Leaving the gold standard in favor of fiat currencies destroyed the foundational soundness
principle. Additionally, globalization required the need for more intermediation to transact across
distant spaces. As a result, a permissioned system replaced the self-sovereign system.
Defying the trend towards permissioned access, the internet enabled informational self-
sovereignty. By enabling the infinite replication of data, the internet effectively gave each
individual permissionless information. However, this permissionless information was based on
abundance, which is contrary to the hardness principle of effective currencies. Early payments on
the internet actually increased the need for intermediaries. All online payments needed to be
intermediated by a trusted third party that prevented double-spending. Money could exist on the
internet, but only as a tourist.
With the invention of Bitcoin, the internet could finally have its own native currency. As the first
truly digital monetary asset, Bitcoin returned to first principles by perfecting what gold could only
approximate: absolute scarcity. Only 21 million bitcoins will ever exist, meaning that Bitcoin is the
hardest possible money. It is completely inflation resistant.
At its heart, Bitcoin is the complementary synthesis of gold and the internet itself. In bringing the
best physical characteristics of money to the digital realm, Bitcoin either matches or outperforms
gold’s effectiveness on all fronts.
Portability was gold’s most significant limitation and the reason for its ineffectiveness. Bitcoin,
however, pairs gold’s scarcity with the internet’s portability. It ensures absolute scarcity and
infinite portability. Whereas gold’s portability shortcomings led to permissioned custodians and
the sacrifice of financial self-sovereignty, Bitcoin needs no such tradeoff. With Bitcoin, payments
across any time or space could be permissionless and self-sovereign.
Before Bitcoin, “digital cash” was an oxymoron. Cash payments had to be hand-to-hand, limited
to the physical domain. Bitcoin fulfilled the vision of truly digital cash money by combining four
core technologies:
* Proof of Work: Bitcoin’s consensus mechanism is the most secure and decentralized in
the blockchain world. PoW requires miners to use energy to validate transactions and secure the
network. This energy usage functions as the skin in the game necessary to maintain the ledger’s
truthfulness and the currency’s hardness.

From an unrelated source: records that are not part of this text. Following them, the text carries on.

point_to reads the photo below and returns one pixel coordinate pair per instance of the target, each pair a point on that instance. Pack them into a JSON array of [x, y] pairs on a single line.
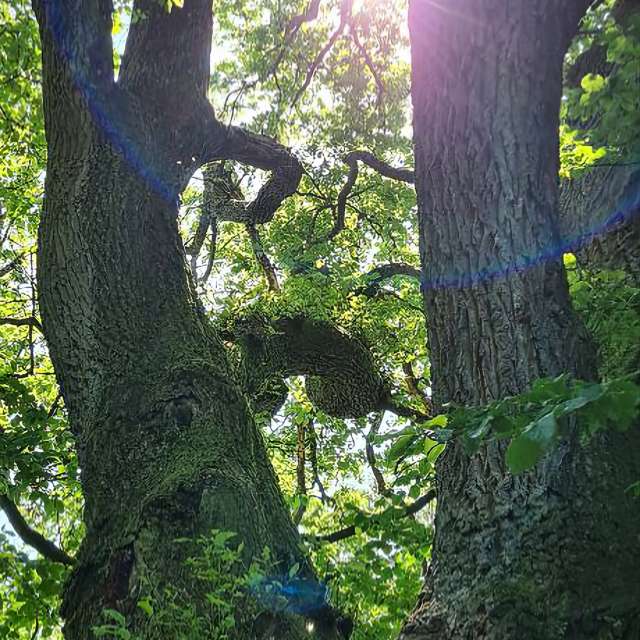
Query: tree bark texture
[[550, 553], [167, 446]]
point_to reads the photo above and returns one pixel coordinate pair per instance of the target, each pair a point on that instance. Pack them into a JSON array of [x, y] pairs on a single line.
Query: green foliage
[[535, 421], [375, 574], [219, 572]]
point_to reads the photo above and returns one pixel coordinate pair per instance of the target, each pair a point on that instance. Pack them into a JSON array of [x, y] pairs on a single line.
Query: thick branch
[[167, 52], [77, 62], [350, 531], [301, 480], [342, 379], [31, 537]]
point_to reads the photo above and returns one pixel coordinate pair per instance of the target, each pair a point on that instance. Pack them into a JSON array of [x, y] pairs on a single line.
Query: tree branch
[[260, 152], [301, 480], [263, 259], [77, 65], [384, 169], [348, 532], [371, 455], [31, 537], [345, 14], [22, 322], [167, 53], [341, 377]]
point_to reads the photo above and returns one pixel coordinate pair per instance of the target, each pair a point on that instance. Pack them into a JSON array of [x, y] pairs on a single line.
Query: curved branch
[[22, 322], [384, 169], [345, 14], [167, 51], [371, 454], [30, 536], [260, 152], [341, 377], [348, 532]]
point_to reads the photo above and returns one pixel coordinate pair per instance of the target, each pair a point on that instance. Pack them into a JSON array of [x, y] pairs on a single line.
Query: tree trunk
[[549, 553], [166, 444]]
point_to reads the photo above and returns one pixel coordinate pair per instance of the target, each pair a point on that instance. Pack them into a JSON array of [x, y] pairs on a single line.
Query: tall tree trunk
[[550, 553], [166, 444]]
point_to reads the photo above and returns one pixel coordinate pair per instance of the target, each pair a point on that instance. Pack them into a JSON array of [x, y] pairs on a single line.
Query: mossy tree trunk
[[550, 553], [166, 444]]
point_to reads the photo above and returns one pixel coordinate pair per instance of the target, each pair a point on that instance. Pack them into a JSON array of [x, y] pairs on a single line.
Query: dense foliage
[[357, 475]]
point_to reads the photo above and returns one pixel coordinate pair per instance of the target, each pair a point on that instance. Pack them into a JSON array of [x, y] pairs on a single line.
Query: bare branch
[[372, 67], [77, 60], [264, 153], [263, 259], [167, 52], [30, 536], [313, 459], [300, 471], [348, 532], [384, 169], [22, 322], [345, 15], [371, 455], [412, 386], [599, 217]]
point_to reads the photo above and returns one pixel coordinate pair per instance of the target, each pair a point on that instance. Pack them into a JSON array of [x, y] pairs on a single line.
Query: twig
[[30, 536], [350, 531], [371, 455]]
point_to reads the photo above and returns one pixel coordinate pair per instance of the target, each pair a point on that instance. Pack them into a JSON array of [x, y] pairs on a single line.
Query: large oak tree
[[164, 420]]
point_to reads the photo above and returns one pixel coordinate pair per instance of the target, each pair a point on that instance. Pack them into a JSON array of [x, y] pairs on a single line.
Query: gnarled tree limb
[[341, 377], [384, 169]]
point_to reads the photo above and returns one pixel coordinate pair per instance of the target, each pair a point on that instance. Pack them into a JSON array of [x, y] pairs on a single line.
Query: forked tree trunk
[[551, 553], [166, 444]]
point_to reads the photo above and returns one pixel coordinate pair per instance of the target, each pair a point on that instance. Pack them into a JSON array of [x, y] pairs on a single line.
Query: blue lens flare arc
[[111, 123], [297, 595], [627, 208], [104, 118]]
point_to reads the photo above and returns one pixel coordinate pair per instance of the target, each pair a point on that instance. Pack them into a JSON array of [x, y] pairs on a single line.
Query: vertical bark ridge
[[528, 556]]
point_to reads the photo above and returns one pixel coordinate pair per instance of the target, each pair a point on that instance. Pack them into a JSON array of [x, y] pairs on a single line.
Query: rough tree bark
[[550, 553], [166, 444]]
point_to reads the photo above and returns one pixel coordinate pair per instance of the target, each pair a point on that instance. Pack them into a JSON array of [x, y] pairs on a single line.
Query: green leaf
[[525, 450], [592, 82]]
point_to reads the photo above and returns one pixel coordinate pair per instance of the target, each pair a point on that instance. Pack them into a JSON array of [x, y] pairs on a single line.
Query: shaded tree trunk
[[166, 444], [550, 553]]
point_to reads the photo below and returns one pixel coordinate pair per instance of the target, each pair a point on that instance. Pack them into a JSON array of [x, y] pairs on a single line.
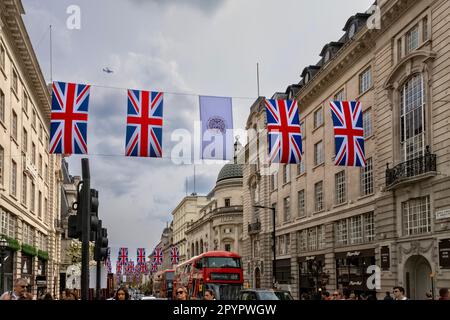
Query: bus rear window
[[222, 262]]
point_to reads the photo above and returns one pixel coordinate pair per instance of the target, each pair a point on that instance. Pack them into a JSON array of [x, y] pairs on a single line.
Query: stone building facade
[[334, 223], [30, 178]]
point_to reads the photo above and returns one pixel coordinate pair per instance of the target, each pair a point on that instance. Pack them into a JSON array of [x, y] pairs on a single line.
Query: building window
[[341, 232], [302, 241], [339, 96], [321, 237], [25, 102], [341, 195], [274, 180], [15, 81], [40, 165], [24, 188], [25, 141], [365, 80], [367, 123], [412, 39], [286, 173], [2, 57], [318, 118], [301, 166], [367, 178], [417, 216], [287, 209], [33, 119], [32, 196], [40, 205], [2, 106], [318, 153], [369, 227], [2, 164], [412, 135], [356, 230], [33, 153], [312, 239], [14, 126], [425, 29], [7, 224], [301, 203], [318, 196], [302, 129], [13, 178]]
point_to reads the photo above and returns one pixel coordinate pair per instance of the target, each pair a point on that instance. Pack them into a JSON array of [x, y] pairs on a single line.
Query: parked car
[[258, 294], [283, 295]]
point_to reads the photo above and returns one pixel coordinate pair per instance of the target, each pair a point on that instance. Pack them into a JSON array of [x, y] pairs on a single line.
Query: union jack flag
[[144, 124], [157, 256], [348, 133], [118, 267], [283, 126], [175, 255], [140, 256], [123, 256], [69, 117]]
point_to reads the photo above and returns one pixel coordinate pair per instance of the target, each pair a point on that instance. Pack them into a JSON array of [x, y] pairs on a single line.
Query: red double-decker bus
[[163, 284], [220, 271]]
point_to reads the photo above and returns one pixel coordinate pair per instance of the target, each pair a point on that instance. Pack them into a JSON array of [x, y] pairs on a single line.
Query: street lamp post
[[3, 246], [273, 244]]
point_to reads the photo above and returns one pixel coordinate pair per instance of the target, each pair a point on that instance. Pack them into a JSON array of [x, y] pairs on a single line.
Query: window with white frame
[[318, 153], [32, 196], [302, 244], [367, 123], [318, 196], [15, 81], [321, 237], [318, 118], [412, 39], [365, 80], [24, 188], [287, 209], [301, 204], [367, 178], [2, 106], [369, 227], [13, 178], [341, 232], [416, 216], [286, 173], [339, 96], [2, 164], [7, 224], [356, 230], [341, 194], [412, 117], [14, 125], [2, 57]]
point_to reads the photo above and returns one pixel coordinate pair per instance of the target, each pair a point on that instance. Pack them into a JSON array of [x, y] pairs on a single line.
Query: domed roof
[[230, 170]]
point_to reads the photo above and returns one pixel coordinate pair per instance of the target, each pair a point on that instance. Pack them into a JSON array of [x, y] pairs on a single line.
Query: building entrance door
[[417, 277]]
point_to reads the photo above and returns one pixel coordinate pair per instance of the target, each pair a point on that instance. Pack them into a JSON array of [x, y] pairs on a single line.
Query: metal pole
[[274, 248], [85, 222]]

* Distributed peer-to-peer network: Bitcoin’s entire transaction history is preserved by
each network participant (a node) checking each other’s work. This process ensures censorship
resistant peer-to-peer transactions.
* Hashing: Bitcoin’s trustless verification is ensured by irreversible hashing, a method of
computer cryptography that transforms any stream of data into a dataset of fixed size (known as
a hash).
* Digital Signatures: Bitcoin’s self-sovereignty relies on mathematically related elements
called private keys, public keys and signatures. Holding Bitcoin is holding its private key, which
makes its owner self-sovereign.
With the combination of these technologies, a new level of economic freedom is now possible:
trustless, peer-to-peer transactions across any distance and digital medium. In order to maintain
its legitimacy and continue to gain users, Bitcoin needs to continue down money’s evolutionary
path, starting as a store of value.
To ensure the storage of value across time, monetary first principles cannot be forgotten again.
The Bitcoin community needs to prioritize security by focusing on maintaining its hard supply cap
of 21 million bitcoins. Decentralized security is non-negotiable. Nevertheless, blockchain use-
cases are not limited to Bitcoin’s maximally secure and decentralized model.